Chidambaram, also a former home minister, had last week approached the court of special judge O P Saini seeking relief from arrest by the ED in the case.
The same court on Tuesday directed the ED not to take any coercive action or arrest him till July 10 in connection with the case.
The ED had first asked him to appear before it on May 30 and on the same day, Chidambaram knocked the court's door.
The court, in its order on May 30, had noted that Chidambaram has undertaken to comply with the summons issued by the ED, while saying he apprehended his arrest by the agency.
The Aircel-Maxis cases pertains to grant of Foreign Investment Promotion Board clearance to firm M/S Global Communication Holding Services Ltd in 2006 for investment in Aircel.
The Supreme Court had on March 12 directed investigating agencies -- the CBI and the ED -- to complete their probe into the 2G spectrum allocation cases, including the Aircel Maxis alleged money laundering case, in six months.

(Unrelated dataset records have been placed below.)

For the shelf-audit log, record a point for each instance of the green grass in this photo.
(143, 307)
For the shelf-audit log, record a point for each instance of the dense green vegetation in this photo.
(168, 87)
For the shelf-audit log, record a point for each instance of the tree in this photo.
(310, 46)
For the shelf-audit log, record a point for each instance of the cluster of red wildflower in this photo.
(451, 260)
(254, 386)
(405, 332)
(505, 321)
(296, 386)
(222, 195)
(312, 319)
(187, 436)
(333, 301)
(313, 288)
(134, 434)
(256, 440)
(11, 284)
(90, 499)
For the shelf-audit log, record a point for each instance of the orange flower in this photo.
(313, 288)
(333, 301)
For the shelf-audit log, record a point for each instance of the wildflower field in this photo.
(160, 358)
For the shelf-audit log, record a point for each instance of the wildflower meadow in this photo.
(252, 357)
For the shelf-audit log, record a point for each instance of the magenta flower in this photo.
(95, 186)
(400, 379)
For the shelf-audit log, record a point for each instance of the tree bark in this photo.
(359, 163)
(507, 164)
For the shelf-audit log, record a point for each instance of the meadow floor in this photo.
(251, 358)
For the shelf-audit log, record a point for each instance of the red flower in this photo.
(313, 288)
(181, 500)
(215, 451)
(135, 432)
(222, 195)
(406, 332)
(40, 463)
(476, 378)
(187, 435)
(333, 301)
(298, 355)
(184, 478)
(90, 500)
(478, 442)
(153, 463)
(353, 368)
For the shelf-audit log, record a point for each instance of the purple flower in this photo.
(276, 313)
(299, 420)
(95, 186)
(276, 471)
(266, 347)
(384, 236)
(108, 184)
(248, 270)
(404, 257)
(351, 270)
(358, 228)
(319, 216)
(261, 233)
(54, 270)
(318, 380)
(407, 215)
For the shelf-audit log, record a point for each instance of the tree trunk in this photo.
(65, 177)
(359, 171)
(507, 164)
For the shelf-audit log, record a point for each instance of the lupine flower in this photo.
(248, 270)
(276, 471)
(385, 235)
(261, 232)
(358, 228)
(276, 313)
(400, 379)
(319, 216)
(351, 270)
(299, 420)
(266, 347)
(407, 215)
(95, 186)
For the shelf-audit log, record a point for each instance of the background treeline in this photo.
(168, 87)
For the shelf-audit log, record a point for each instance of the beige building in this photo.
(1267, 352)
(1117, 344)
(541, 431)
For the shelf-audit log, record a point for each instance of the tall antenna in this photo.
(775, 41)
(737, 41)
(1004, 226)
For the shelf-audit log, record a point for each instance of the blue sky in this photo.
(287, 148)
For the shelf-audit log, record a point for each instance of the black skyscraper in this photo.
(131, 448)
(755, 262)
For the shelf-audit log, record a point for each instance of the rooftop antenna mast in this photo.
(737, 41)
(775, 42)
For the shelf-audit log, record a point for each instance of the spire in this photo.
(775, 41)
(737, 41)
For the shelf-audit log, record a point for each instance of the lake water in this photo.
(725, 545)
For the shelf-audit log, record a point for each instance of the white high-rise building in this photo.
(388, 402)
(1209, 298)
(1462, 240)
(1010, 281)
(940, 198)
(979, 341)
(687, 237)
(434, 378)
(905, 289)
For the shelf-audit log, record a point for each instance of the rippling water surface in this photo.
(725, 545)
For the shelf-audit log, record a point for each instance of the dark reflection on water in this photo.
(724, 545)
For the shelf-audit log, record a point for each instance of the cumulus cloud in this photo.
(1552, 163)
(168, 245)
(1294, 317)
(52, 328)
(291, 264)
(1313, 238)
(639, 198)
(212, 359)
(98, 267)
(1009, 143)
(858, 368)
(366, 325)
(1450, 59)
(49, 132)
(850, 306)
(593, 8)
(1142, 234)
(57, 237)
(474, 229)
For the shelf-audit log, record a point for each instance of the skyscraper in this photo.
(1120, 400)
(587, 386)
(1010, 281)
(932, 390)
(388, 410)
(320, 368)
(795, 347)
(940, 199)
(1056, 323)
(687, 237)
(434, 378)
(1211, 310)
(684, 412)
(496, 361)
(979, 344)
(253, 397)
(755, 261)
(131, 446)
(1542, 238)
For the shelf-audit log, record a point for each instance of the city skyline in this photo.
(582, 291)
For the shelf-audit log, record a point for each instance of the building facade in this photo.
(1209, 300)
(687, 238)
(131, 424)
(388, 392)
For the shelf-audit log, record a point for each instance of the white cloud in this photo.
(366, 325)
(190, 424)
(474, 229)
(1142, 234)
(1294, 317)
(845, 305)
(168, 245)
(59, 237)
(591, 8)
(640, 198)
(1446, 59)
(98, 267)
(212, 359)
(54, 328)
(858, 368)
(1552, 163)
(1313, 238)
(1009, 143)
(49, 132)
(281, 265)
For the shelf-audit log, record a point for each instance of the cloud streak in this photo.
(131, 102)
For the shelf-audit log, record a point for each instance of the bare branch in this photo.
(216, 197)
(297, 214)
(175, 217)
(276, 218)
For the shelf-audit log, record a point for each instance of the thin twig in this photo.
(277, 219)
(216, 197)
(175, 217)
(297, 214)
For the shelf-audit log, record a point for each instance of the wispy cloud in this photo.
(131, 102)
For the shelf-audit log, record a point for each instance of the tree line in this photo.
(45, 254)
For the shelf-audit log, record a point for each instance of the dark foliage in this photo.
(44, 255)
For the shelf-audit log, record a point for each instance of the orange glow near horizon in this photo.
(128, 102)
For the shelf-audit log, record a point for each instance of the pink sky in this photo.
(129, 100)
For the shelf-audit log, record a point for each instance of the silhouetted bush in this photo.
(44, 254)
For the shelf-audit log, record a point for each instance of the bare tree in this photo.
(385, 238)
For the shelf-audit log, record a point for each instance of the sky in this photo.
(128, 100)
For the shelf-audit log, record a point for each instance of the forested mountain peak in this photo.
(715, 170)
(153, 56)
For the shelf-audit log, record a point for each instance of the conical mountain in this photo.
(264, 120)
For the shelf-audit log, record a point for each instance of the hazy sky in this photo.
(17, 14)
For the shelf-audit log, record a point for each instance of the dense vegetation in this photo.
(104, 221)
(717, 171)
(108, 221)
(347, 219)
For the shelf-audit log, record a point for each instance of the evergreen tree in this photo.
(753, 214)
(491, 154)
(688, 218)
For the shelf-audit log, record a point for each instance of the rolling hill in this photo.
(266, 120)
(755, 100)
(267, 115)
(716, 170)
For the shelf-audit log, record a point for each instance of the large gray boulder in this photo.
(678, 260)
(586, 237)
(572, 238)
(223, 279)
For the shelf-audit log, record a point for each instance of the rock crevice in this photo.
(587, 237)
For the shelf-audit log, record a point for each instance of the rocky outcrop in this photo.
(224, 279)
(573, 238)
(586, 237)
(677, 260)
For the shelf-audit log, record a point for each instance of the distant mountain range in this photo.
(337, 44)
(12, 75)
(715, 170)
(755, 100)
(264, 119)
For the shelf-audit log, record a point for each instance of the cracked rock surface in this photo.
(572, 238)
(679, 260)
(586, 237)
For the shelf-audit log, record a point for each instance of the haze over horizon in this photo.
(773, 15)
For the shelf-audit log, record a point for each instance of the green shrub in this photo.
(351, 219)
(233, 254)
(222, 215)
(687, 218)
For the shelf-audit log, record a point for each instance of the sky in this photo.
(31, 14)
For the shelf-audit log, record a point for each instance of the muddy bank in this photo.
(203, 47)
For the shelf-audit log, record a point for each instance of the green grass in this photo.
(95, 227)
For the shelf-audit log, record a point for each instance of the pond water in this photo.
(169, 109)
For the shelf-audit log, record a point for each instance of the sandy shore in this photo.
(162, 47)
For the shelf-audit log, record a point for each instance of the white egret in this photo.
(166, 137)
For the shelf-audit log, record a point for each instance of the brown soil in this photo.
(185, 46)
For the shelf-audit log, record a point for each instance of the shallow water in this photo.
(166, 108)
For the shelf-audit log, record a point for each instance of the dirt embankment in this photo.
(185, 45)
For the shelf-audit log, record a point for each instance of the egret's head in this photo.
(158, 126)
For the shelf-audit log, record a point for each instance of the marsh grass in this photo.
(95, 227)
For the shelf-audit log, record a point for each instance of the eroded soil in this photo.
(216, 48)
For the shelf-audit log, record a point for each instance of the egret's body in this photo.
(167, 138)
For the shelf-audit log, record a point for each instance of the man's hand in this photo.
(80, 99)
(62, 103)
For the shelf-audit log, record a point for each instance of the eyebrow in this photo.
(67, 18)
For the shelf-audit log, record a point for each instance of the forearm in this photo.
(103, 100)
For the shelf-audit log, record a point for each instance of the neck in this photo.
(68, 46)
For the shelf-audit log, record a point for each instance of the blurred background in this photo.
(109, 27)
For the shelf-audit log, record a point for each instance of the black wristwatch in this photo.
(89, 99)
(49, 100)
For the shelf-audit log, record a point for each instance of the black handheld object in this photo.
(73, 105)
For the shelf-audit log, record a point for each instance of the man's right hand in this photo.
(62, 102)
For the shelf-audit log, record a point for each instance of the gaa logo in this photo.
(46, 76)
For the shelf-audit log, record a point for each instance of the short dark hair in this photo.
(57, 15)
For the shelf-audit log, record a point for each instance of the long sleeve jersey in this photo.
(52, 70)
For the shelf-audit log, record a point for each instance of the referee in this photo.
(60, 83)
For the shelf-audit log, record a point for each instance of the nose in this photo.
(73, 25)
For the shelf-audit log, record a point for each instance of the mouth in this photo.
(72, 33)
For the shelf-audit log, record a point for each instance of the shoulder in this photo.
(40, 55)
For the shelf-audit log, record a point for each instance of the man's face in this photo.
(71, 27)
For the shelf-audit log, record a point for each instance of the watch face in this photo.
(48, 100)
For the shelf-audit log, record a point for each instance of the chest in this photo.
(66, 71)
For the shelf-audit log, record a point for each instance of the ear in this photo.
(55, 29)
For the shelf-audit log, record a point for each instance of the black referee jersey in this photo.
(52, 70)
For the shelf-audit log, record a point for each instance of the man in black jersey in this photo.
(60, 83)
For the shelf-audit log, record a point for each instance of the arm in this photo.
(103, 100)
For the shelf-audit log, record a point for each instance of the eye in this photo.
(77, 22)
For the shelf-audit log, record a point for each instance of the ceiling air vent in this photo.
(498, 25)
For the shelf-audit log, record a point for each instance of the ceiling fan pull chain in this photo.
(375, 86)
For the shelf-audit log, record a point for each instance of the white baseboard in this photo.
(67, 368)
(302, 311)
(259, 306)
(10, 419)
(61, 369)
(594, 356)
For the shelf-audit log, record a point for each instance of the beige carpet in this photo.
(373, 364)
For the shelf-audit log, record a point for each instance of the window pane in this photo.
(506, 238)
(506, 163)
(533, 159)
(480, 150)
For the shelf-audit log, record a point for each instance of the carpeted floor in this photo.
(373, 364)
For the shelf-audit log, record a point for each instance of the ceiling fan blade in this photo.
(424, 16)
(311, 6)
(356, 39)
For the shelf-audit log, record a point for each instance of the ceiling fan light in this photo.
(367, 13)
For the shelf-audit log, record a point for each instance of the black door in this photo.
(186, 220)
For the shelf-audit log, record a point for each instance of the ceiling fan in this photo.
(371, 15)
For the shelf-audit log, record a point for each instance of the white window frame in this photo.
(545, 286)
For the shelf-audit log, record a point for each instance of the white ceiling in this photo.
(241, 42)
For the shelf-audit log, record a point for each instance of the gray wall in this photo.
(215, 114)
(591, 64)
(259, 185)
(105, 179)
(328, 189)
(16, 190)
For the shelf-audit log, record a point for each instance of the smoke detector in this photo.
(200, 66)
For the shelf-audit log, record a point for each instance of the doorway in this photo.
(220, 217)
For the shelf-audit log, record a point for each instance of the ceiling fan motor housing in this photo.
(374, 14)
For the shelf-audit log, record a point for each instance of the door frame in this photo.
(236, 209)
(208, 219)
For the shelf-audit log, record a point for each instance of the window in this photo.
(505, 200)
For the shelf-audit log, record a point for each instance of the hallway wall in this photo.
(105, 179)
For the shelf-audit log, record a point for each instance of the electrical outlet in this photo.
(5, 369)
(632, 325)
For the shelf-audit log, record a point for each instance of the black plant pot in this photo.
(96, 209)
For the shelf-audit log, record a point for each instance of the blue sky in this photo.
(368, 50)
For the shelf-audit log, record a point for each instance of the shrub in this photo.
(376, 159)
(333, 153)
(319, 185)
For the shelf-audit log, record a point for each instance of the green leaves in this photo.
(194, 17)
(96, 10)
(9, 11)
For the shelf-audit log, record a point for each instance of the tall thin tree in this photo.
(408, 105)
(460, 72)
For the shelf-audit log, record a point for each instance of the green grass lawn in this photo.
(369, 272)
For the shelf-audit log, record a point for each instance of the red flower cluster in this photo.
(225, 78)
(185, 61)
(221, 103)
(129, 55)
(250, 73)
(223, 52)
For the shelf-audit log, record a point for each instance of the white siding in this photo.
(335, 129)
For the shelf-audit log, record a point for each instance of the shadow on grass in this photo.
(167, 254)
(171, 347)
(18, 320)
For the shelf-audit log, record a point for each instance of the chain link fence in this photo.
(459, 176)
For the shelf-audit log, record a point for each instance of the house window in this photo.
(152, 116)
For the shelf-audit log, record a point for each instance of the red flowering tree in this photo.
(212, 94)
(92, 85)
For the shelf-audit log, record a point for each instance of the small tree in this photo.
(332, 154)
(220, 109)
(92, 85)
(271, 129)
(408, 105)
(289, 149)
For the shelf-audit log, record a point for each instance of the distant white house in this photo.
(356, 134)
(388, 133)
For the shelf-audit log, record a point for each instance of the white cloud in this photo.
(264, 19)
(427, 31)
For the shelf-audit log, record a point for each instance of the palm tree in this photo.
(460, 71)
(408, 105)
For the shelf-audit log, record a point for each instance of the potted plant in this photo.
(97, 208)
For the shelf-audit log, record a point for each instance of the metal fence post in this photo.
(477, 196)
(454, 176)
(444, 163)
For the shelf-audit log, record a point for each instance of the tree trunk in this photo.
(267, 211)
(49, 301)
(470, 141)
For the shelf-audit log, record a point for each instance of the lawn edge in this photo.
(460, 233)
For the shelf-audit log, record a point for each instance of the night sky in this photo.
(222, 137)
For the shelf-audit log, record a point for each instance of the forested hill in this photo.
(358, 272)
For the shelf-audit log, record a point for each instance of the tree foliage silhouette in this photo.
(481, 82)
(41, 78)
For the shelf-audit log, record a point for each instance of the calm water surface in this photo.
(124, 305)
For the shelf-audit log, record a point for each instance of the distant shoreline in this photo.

The agency had said that the FIPB approval in the Aircel-Maxis FDI case was granted in March 2006 by Chidambaram even though he was competent to accord approval on project proposals only up to Rs 600 crore and beyond that it required the approval of the Cabinet Committee on Economic Affairs (CCEA).
The ED is investigating "the circumstances of the FIPB approval granted (in 2006) by the then finance minister."
"In the instant case, the approval for FDI of USD 800 million (over Rs 3,500 crore) was sought. Hence, the CCEA was competent to grant the approval.
"However, the approval was not obtained from the CCEA," the ED had alleged.
The agency said its probe revealed that the case of the said FDI was "wrongly projected as an investment of Rs 180 crore so that it need not be sent to the CCEA to avoid a detailed scrutiny".
The ED is probing the Aircel-Maxis deal under the PMLA after taking cognisance of a 2011 CBI FIR in the case.
The senior Chidambaram had earlier described the ED action in this case as a "crazy mixture of falsehoods and conjectures" and said that the charge sheet filed by probe agencies had been rejected by the court.
However, the agencies have maintained that the FIR in the case has not been quashed.
In September last year, the ED had attached assets worth Rs 1.16 crore of Karti and a firm allegedly linked to him in connection with this case.